Job Description:
• Implement scalable and reliable systems leveraging cloud-based architectures, technologies and platforms to handle model inference at scale.
• Deploy and manage machine learning & data pipelines in production environments.
• Work on containerization and orchestration solutions for model deployment.
• Participate in fast iteration cycles, adapting to evolving project requirements.
• Collaborate as part of a cross-functional Agile team to create and enhance software that enables state-of-the-art big data and ML applications.
• Leverage CICD best practices, including test automation and monitoring, to ensure successful deployment of ML models and application code.
• Ensure all code is well-managed to reduce vulnerabilities, models are well-governed from a risk perspective, and the ML follows best practices in Responsible and Explainable AI.
• Collaborate with Data scientists, software engineers, data engineers, and other stakeholders to develop and implement best practices for MLOps, including CI/CD pipelines, version control, model versioning, monitoring, alerting and automated model deployment.
• Manage and monitor machine learning infrastructure, ensuring high availability and performance.
• Implement robust monitoring and logging solutions for tracking model performance and system health.
• Monitor real-time performance of deployed models, analyze performance data, and proactively identify and address performance issues to ensure optimal model performance.
• Troubleshoot and resolve production issues related to ML model deployment, performance, and scalability in a timely and efficient manner.
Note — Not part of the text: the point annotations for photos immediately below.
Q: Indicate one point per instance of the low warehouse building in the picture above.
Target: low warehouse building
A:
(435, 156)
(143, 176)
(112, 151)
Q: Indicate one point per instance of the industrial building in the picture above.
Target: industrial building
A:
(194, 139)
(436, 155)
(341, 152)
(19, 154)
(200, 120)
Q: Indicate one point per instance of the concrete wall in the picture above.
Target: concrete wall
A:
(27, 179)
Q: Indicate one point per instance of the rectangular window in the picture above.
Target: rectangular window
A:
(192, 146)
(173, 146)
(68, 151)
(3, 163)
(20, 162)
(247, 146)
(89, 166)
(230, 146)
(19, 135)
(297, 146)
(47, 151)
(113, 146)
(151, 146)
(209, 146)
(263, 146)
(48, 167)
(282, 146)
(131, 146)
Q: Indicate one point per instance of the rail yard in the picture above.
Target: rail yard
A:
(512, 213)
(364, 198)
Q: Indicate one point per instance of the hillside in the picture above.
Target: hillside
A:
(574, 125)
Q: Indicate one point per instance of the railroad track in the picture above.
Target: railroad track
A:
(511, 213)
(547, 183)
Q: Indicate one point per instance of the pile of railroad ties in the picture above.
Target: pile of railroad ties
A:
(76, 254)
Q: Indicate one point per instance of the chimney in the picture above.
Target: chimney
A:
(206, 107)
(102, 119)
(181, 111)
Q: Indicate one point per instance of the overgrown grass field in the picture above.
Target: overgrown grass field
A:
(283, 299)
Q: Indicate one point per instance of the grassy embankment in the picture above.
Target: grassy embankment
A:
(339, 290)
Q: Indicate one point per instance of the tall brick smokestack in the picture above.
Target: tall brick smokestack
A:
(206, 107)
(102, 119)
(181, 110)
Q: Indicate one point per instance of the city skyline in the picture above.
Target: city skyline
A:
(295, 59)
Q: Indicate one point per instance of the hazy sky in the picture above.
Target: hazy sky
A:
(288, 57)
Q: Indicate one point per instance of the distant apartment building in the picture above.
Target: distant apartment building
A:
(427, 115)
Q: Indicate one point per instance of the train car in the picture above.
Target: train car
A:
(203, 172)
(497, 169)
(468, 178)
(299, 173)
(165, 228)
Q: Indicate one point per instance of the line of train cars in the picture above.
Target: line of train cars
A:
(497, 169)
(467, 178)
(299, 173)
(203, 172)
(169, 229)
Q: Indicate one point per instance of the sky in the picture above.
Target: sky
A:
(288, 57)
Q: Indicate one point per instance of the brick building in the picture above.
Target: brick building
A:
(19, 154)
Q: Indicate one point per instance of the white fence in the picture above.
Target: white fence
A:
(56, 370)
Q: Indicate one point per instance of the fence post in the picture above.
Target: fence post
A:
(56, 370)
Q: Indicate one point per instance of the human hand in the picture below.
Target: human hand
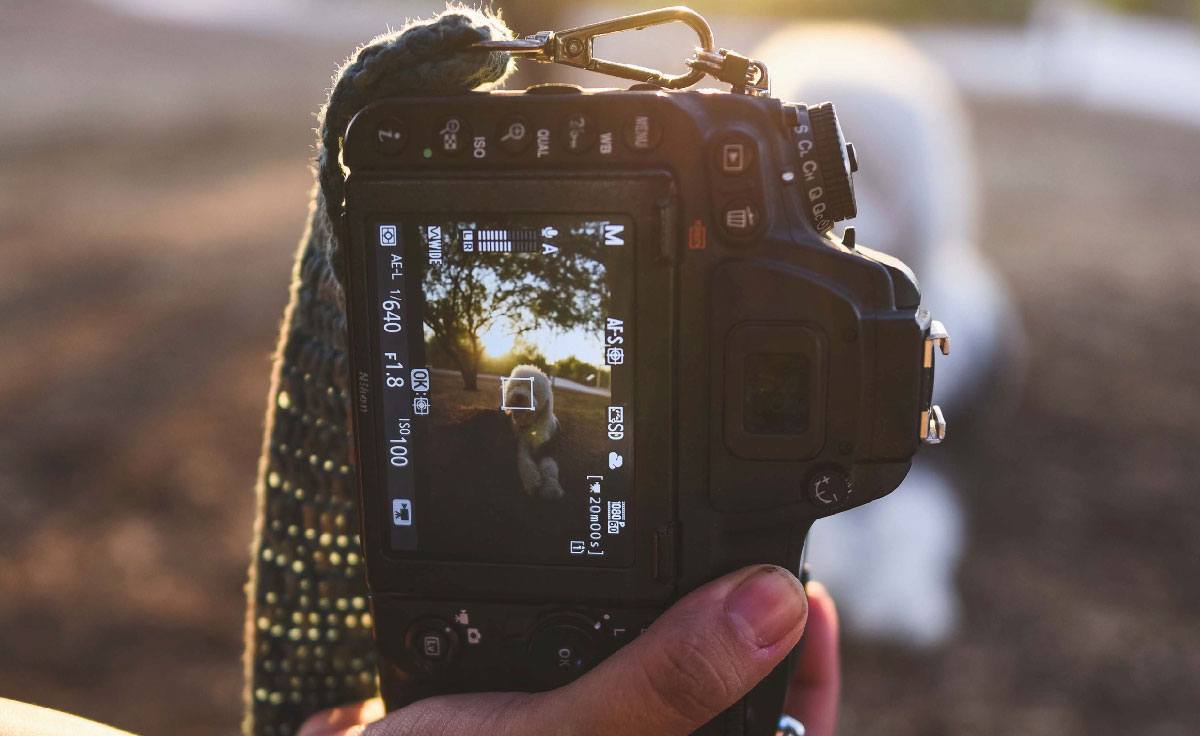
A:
(699, 658)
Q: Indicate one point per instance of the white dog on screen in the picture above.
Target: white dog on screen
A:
(891, 563)
(528, 399)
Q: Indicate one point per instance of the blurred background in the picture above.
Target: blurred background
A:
(1038, 162)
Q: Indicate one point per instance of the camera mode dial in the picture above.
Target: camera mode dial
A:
(827, 163)
(838, 162)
• Implement security best practices for machine learning systems and ensure compliance with data protection and privacy regulations.
• Collaborate with platform engineers to effectively manage cloud compute resources for ML model deployment, monitoring, and performance optimization.
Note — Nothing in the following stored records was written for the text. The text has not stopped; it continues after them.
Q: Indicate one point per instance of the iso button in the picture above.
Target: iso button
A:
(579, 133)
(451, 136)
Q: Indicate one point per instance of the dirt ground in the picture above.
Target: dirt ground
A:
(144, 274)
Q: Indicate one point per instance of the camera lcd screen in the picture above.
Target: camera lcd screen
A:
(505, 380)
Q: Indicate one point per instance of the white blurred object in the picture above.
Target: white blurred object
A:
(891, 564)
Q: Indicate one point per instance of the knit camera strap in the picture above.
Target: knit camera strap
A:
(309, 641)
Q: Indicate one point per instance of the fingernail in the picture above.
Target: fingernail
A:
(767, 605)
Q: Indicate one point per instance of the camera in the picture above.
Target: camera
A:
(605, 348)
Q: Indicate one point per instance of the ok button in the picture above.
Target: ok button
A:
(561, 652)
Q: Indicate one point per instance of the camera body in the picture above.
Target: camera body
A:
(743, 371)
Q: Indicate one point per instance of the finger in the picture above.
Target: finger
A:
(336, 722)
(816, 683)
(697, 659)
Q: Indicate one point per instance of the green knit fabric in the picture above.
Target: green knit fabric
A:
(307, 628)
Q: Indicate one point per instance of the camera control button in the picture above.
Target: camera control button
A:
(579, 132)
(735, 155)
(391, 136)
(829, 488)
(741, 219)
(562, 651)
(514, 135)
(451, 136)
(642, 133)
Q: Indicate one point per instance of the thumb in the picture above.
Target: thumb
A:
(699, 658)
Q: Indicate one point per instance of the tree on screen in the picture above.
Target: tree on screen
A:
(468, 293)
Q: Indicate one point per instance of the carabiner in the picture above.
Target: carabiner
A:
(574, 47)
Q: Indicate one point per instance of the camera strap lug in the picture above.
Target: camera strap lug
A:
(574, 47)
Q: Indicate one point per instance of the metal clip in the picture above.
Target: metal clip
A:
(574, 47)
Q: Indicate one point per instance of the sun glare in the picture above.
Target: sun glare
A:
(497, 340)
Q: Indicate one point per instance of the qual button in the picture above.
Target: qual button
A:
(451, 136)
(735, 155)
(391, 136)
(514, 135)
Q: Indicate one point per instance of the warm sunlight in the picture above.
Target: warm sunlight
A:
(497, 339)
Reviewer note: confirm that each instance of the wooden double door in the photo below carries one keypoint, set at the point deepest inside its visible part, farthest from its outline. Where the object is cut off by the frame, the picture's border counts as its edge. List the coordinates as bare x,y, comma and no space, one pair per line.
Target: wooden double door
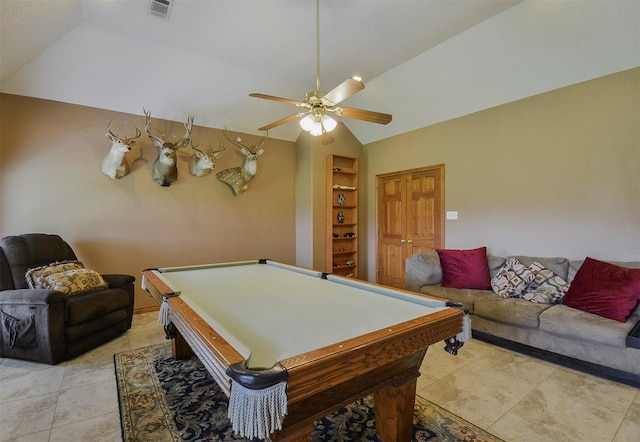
410,215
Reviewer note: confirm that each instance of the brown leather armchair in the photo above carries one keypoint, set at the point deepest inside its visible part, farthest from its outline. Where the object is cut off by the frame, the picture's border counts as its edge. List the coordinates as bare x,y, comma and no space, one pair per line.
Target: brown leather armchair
50,326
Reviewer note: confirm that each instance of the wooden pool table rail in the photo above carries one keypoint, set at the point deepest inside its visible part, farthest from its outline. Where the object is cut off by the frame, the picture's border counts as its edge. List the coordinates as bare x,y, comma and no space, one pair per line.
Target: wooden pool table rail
385,362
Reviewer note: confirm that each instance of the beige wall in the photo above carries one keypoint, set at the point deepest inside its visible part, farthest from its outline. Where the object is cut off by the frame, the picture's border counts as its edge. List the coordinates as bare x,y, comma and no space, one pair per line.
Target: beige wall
554,174
557,174
51,182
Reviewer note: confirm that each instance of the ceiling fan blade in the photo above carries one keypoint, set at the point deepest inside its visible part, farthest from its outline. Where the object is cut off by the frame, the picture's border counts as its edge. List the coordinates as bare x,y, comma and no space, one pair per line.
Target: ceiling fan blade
326,138
360,114
343,91
280,122
282,100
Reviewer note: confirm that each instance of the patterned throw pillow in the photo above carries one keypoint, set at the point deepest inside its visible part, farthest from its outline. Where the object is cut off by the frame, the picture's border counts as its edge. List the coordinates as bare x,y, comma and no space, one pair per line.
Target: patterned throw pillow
35,275
75,281
546,287
511,279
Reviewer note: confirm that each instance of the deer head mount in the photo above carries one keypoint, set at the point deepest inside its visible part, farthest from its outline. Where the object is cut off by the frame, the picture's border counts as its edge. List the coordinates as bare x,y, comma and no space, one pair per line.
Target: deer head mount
201,163
238,178
165,170
115,164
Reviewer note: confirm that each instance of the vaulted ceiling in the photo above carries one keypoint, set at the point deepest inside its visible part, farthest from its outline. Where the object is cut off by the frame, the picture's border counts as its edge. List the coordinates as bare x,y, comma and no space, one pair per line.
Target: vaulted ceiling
423,61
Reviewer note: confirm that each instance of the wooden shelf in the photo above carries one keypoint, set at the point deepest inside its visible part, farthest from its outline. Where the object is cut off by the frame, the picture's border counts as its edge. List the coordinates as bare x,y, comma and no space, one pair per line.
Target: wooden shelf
342,204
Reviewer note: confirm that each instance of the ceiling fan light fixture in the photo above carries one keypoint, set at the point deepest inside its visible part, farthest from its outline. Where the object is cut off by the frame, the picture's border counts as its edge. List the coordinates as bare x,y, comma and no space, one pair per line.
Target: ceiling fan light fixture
316,125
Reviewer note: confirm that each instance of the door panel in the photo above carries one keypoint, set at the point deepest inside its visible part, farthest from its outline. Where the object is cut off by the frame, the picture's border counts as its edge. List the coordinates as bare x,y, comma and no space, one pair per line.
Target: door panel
410,210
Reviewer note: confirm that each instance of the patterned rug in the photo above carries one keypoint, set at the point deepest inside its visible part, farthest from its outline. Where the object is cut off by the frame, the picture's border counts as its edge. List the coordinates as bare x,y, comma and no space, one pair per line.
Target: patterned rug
166,400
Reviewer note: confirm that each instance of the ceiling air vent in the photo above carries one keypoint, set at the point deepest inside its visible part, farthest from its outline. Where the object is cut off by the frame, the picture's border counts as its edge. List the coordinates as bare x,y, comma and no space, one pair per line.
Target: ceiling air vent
160,8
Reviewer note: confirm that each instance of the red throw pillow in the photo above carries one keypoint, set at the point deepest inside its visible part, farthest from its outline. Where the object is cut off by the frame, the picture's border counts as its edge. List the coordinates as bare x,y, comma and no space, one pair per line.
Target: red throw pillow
604,289
465,269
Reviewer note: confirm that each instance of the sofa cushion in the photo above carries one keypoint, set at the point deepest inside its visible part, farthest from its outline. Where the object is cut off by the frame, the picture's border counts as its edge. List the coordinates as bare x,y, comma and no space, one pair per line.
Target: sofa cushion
512,279
568,322
512,311
604,289
467,269
546,287
36,275
468,297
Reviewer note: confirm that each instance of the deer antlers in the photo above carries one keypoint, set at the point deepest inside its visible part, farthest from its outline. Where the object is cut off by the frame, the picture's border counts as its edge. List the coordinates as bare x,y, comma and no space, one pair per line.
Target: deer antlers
159,142
238,141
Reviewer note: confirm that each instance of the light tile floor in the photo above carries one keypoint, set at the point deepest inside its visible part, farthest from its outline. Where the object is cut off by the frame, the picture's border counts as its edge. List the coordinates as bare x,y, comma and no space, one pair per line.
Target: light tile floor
513,396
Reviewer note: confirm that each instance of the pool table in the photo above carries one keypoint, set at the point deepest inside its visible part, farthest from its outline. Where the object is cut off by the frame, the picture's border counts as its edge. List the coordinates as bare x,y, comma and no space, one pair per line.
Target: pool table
330,340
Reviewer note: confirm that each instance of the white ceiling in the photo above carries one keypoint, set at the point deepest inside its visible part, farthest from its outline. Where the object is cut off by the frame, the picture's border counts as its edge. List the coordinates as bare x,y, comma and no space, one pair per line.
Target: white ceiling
423,61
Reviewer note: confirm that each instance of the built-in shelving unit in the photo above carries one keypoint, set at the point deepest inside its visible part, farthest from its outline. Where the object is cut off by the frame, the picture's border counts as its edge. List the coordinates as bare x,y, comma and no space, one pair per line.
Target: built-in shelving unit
342,215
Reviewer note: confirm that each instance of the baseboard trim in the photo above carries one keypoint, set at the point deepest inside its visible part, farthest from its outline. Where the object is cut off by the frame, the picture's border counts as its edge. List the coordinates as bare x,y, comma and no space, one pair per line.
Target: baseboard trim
146,309
586,367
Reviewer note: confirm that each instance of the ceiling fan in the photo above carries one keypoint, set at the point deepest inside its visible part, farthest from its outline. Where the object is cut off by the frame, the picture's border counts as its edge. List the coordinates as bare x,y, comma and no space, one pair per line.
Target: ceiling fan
317,104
• Develop and maintain documentation, standard operating procedures, and guidelines related to MLOps processes, tools, and best practices.
Requirements:
• Master's or doctoral degree in computer science, electrical engineering, mathematics, or a similar field.
• Typically requires 7+ years of hands-on work experience developing and applying advanced analytics solutions in a corporate environment with at least 4 years of experience programming with Python.
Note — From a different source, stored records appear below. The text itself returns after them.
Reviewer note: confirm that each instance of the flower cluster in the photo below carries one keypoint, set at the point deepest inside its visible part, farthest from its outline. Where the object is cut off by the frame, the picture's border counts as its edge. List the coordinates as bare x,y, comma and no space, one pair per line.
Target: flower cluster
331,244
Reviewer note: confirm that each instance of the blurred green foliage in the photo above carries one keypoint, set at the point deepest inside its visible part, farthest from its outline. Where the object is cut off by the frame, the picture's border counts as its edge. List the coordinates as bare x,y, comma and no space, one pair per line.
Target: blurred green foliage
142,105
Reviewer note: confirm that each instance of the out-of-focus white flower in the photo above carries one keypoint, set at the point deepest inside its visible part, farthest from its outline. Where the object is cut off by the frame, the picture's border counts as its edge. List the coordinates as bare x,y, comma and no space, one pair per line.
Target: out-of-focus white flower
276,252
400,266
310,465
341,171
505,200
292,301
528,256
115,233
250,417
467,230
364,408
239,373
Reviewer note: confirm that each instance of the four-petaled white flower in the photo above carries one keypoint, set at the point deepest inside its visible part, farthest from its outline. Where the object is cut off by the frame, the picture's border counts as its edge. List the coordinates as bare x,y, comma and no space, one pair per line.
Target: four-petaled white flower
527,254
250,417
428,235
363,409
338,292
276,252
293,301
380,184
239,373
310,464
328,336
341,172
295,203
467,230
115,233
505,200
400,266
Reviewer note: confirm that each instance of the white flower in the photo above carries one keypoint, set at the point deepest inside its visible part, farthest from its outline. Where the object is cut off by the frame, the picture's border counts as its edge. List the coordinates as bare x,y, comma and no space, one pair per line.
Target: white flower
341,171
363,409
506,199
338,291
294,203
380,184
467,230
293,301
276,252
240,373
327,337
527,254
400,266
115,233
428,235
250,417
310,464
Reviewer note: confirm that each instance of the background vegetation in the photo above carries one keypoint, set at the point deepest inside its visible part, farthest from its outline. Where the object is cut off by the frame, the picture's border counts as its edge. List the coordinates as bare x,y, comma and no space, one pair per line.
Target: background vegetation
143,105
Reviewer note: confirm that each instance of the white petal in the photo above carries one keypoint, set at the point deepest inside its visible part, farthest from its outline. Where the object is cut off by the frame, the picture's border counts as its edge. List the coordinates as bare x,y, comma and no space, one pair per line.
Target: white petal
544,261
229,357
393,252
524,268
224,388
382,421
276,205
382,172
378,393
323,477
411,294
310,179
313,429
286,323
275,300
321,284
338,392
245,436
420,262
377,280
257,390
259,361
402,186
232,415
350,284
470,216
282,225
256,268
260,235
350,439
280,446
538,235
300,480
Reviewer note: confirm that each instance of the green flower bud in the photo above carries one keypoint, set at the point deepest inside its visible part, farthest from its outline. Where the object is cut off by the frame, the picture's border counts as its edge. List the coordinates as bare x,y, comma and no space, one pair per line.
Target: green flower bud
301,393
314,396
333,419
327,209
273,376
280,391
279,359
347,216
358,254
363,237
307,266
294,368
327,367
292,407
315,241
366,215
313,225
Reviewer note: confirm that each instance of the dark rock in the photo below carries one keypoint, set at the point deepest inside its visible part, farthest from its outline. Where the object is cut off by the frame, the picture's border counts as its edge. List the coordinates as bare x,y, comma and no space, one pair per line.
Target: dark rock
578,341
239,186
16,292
• At least 3 years of experience designing and building data-intensive solutions using distributed computing.
• At least 3 years of experience productionizing, monitoring, and maintaining models.
• Must have skills:
• Understanding of Azure stack like Azure Machine Learning, Azure Data Factory, Azure Databricks, Azure Kubernetes Service, Azure Monitor, etc.
• Demonstrated expertise in building and deploying AI/Machine Learning solutions at scale leveraging cloud such as AWS, Azure, or Google Cloud Platform.
• Experience in developing and maintaining APIs (e.g.: REST).
• Experience specifying infrastructure and Infrastructure as a code (e.g.: Ansible, Terraform).
• Experience in designing, developing & scaling complex data & feature pipelines feeding ML models and evaluating their performance.
• Ability to work across the full stack and move fluidly between programming languages and MLOps technologies (e.g.: Python, Spark, DataBricks, Github, MLFlow, Airflow).
• Expertise in Unix Shell scripting and dependency-driven job schedulers.
• Understanding of security and compliance requirements in ML infrastructure.
• Experience with visualization technologies (e.g.: RShiny, Streamlit, Python DASH, Tableau, PowerBI).
• Familiarity with data privacy standards, methodologies, and best practices.
Benefits:
• Significant career development opportunities exist as the company grows.
• The position offers a unique opportunity to be part of a small, fast-growing, challenging and entrepreneurial environment, with a high degree of individual responsibility.